Cornell University in Ithaca, New York, has recently made available online its Loewentheil Collection of African American Photographs. The collection was donated to the university by Stephan and Beth Loewentheil in 2012.
The collection includes 645 images, spanning the years from 1860 to the 1960s. Included are photographs of some famous African Americans including Dr. Martin Luther Jr. and Muhammad Ali. But most of the photographs are images of everyday life in the African American community. The collection can be searched by date, geographic location, photographer, and subject matter.
Among the earliest images in the collection is the photograph below showing a group of young African American slaves on a plantation in Louisiana.
A few of those photos were mislabeled or marked as unknown, like those of Blind Tom, Joe Louis, George Walker, Josephine Baker and Jesse Owens
In scanning some of the photographs, item 58 of 645 (“Men and women dancing”) seems to be of non-African Americans wearing blackface. A closer review of the collection may be in order.
https://digital.library.cornell.edu/catalog/ss:1432141
It is clear that some of the photos are whites in black face. ..why are these included?

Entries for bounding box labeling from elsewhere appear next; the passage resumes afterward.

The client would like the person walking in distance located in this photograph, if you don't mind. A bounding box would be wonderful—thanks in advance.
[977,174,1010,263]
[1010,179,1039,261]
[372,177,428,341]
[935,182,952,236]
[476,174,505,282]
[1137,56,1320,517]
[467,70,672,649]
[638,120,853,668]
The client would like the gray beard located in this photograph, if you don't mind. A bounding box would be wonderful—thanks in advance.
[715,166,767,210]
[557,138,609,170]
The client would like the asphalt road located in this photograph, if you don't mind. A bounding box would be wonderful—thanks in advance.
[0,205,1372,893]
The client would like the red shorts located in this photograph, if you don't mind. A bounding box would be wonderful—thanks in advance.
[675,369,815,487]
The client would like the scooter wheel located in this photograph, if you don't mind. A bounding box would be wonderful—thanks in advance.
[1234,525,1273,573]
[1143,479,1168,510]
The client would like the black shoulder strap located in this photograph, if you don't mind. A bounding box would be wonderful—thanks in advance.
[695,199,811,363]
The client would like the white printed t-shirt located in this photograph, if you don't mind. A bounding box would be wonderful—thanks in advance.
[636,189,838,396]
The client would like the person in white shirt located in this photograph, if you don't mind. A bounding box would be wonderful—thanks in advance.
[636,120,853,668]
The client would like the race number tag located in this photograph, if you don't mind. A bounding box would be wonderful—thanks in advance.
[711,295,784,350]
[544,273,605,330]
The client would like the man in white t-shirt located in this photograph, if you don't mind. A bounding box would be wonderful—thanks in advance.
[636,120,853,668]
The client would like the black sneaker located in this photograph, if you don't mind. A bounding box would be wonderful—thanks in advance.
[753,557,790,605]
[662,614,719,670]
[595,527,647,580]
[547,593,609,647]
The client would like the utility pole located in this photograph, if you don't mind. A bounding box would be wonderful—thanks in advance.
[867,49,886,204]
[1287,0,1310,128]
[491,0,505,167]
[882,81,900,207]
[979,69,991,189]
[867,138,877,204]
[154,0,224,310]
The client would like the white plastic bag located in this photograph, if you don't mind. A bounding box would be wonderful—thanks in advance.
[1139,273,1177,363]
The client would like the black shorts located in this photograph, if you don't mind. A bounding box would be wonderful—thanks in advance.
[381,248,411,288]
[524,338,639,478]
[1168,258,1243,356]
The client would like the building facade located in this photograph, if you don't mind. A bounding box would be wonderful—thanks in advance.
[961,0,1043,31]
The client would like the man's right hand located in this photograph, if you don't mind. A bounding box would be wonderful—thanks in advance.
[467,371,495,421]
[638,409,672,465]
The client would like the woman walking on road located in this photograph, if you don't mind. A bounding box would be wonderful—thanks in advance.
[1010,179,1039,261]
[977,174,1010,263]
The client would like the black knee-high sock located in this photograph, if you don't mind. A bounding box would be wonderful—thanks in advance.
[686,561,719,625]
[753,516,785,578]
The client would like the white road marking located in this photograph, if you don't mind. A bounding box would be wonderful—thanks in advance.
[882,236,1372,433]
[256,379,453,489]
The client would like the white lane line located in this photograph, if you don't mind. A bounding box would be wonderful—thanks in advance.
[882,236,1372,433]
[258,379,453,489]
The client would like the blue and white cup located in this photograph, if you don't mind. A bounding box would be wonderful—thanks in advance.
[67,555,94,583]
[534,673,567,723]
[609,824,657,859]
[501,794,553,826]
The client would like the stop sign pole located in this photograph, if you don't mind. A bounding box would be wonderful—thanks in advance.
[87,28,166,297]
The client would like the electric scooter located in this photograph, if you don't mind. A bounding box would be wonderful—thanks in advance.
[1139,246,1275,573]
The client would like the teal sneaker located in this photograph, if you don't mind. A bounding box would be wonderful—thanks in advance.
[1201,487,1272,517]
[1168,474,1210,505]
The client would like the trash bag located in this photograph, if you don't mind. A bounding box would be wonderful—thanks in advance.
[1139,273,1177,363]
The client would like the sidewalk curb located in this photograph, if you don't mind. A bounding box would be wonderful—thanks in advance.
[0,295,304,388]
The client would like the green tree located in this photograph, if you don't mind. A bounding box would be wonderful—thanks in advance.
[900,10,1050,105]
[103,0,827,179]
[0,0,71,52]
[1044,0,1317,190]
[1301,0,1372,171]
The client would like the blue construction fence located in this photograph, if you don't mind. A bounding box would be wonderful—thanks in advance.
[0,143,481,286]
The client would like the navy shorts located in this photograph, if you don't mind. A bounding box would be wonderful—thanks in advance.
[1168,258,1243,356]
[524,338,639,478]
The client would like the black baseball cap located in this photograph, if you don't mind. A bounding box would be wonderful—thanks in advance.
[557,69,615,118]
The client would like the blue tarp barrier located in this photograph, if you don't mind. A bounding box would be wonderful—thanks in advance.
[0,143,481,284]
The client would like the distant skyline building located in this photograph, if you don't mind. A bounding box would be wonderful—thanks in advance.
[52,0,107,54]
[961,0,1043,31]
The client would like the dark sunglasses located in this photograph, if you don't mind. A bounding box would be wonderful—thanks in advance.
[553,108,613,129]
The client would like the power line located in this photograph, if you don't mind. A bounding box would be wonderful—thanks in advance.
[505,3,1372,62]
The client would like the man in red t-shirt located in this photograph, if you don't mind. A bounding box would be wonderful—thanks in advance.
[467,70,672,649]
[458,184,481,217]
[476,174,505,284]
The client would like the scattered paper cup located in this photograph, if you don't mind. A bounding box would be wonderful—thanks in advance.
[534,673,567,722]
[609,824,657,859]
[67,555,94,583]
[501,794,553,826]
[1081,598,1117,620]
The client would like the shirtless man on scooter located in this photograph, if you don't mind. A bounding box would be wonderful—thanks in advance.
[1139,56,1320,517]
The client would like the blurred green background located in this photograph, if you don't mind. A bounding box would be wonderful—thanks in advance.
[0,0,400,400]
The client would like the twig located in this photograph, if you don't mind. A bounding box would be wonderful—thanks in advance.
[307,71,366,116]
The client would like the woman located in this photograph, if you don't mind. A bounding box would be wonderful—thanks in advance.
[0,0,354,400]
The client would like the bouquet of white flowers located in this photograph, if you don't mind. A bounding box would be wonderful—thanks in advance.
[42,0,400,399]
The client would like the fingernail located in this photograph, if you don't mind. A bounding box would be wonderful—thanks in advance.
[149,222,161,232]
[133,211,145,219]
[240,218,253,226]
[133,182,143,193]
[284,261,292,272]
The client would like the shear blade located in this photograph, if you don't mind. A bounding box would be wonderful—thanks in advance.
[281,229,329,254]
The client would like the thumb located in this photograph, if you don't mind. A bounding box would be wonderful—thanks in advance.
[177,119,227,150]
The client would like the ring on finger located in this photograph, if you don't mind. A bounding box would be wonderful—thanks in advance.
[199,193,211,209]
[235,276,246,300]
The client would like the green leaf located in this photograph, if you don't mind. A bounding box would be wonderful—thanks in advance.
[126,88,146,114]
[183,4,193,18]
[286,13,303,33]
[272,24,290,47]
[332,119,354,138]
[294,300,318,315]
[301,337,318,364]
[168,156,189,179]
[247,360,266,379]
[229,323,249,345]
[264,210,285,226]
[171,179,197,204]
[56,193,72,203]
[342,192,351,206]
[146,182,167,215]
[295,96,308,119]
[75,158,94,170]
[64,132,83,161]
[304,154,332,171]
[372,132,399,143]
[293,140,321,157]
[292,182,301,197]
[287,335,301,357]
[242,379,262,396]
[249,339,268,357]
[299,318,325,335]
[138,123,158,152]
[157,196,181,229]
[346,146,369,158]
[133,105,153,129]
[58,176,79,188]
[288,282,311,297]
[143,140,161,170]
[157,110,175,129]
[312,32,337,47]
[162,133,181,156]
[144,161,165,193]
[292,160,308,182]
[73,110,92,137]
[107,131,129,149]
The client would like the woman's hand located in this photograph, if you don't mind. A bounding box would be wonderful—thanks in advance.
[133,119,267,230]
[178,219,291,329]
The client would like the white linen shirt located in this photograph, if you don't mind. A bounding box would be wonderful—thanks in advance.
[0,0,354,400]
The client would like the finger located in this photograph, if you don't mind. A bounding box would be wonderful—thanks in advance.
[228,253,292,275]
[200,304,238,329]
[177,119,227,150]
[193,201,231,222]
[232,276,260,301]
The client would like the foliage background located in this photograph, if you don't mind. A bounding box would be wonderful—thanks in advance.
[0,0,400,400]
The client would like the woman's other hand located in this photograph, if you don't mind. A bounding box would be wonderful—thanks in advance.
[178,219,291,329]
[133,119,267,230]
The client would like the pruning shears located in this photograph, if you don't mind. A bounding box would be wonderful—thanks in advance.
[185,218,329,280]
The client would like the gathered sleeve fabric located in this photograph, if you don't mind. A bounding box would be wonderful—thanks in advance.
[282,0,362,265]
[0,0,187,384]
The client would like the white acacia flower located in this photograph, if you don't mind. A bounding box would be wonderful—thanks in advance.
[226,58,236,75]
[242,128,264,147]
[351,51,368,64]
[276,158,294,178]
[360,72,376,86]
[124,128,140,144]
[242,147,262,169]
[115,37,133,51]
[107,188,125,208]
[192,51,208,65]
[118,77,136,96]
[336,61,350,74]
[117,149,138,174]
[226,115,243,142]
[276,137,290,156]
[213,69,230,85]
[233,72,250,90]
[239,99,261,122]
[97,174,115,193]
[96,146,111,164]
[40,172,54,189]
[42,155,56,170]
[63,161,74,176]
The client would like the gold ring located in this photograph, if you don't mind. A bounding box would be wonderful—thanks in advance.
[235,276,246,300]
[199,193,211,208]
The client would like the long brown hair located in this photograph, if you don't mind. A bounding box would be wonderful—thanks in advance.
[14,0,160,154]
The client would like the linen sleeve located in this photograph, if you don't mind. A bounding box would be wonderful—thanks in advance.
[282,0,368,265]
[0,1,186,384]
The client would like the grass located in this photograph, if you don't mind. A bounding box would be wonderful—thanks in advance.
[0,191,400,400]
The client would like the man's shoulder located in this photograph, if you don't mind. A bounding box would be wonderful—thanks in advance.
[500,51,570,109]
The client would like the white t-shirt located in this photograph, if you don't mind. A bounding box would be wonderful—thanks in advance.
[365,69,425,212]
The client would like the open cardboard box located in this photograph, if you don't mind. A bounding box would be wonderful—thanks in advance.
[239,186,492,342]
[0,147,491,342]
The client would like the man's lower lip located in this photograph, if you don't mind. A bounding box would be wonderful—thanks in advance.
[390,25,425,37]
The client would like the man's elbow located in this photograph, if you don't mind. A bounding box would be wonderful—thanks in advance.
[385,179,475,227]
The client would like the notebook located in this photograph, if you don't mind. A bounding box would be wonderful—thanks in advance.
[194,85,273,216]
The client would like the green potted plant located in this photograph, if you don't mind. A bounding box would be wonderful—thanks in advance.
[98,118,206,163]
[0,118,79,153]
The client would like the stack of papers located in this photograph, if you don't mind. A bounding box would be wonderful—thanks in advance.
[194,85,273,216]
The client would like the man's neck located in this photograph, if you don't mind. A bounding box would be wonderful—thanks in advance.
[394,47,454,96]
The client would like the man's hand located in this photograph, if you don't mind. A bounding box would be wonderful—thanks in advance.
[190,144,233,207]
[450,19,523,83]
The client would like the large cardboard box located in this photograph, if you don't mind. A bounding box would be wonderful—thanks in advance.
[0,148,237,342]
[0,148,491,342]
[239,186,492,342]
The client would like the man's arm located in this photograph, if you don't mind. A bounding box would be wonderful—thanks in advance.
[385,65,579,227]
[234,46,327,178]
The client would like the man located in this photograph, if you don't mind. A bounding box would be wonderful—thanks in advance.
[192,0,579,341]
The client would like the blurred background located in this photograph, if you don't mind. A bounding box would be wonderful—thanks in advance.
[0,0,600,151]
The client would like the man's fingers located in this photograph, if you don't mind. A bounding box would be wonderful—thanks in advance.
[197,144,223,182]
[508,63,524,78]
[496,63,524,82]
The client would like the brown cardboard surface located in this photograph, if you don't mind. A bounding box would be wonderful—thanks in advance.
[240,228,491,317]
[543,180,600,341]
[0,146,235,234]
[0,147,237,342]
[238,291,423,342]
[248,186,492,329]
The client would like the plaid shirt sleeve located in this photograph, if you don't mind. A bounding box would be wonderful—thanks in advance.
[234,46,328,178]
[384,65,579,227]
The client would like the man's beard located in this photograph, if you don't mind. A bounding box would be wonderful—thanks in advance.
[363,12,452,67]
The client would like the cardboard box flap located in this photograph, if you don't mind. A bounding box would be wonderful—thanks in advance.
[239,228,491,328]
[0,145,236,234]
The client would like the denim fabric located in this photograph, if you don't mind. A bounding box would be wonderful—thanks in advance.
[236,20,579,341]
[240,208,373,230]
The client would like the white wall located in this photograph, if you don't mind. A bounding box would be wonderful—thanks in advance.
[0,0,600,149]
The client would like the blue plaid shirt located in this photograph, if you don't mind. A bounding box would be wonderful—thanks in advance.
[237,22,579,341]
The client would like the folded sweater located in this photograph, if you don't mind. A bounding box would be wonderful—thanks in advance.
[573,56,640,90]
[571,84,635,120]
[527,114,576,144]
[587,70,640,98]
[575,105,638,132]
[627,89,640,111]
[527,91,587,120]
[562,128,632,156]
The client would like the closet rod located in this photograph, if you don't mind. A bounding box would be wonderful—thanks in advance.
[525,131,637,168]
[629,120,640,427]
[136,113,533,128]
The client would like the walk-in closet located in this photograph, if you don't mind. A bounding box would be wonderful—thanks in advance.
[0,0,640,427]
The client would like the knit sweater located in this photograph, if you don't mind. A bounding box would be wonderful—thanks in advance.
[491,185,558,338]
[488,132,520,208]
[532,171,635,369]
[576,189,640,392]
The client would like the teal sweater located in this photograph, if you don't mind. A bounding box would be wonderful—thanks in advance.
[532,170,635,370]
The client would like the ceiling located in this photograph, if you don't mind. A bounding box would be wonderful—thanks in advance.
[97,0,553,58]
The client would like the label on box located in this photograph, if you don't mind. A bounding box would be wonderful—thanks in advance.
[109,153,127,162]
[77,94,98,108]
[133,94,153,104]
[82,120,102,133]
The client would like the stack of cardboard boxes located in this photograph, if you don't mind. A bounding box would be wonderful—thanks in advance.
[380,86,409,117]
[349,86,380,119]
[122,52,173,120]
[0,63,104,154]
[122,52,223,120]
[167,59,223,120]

what i found interesting was that the blackface photo was “photographed and published” in Littleton New Hampshire not in the “deep south”.
Minstrelsy was the first form of Popular culture in the US and much more so in the North than the South because Southerners did not need it for pacification like Northerners did. In fact, Dan Emmet, the man who wrote “Dixie” was from Ohio and not the south at all. Further, the vast majority of Minstrels were Irish immigrants who lived in the northern states.